Crowley's Ridge Academy (CRA) is a private Christian school serving students in prekindergarten through grade 12 in the rural community of Paragould, Arkansas, United States. Founded in 1953, the 22 acre campus located in the region known as Crowley's Ridge, serves more than 429 students and the school is affiliated with the Churches of Christ, with students accepted and welcomed from all denominations and religious affiliations.

== Academics ==
CRA is accredited by AdvancED since 1982 and is accredited by the Arkansas Nonpublic School Accrediting Association (ANSAA) and the National Christian School Association (NCSA).

The assumed course of study follows the Smart Core curriculum developed by the Arkansas Department of Education (ADE), which requires students to complete at least 24 credit units before graduation.
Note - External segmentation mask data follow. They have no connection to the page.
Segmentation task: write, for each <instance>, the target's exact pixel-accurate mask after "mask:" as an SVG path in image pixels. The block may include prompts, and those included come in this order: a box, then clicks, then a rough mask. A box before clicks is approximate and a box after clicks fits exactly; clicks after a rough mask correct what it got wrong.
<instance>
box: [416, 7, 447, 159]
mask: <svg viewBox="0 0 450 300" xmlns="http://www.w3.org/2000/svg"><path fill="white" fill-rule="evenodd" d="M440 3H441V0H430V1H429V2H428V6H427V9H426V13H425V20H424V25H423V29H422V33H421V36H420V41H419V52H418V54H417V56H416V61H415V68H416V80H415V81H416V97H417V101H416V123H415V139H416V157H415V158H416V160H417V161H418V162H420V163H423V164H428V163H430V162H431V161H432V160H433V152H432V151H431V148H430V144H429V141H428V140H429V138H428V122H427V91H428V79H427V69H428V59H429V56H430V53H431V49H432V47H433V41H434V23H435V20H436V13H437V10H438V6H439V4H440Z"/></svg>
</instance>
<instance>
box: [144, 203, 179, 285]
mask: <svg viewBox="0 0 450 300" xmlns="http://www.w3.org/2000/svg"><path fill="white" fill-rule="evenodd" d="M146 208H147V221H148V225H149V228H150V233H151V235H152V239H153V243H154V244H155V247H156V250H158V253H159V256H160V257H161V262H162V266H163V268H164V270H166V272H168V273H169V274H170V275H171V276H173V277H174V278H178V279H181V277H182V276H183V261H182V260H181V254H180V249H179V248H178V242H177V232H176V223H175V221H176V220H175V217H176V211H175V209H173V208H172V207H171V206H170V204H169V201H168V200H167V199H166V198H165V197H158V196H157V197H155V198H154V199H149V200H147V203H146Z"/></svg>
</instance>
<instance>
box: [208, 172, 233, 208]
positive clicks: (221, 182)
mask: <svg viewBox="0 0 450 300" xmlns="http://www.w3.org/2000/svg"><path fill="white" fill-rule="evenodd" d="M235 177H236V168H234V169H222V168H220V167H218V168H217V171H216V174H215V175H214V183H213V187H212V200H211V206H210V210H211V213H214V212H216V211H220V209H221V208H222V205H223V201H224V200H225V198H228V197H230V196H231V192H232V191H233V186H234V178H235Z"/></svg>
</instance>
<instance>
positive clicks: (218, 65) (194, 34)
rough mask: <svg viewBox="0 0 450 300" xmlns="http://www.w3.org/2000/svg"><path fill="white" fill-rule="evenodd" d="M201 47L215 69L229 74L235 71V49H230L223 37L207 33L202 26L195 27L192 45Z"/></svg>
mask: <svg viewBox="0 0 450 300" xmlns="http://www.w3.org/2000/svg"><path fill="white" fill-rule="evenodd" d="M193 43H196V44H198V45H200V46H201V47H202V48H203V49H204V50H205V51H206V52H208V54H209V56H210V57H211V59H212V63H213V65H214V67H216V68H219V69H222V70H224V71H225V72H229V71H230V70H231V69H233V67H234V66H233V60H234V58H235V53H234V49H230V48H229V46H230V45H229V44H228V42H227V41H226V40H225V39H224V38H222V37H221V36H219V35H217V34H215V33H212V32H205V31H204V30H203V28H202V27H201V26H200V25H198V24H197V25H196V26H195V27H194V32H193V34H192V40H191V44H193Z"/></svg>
Students engage in regular (core) and career focus courses and exams and may select Advanced Placement (AP) coursework and exams that may lead to college credit.

== Athletics ==
The Crowley's Ridge Academy High School mascot and athletic emblem is the Falcon, with the school colors being maroon and white.

The CRA Falcons participate in various interscholastic activities in the 1A Classification within the 1A Region 3 Conference as administered by the Arkansas Activities Association. Girls may participate in volleyball, basketball, track and field, softball, tennis, and cross country. Boys may participate basketball, tennis, track and field, baseball, and cross country. Soccer and golf are also offered, as co-ed sports.

- Volleyball: The Lady Falcons are 7-time state volleyball champions (1997, 1998, 1999, 2000, 2002, 2010, 2017).
- Cross Country: The boys cross country squad won the state cross country championship in 2009.
- Tennis: The boys tennis team won the state tennis championship in 2006.
- Track and field: The boys track teams won three consecutive state track championships in 1994, 1995, and 1996.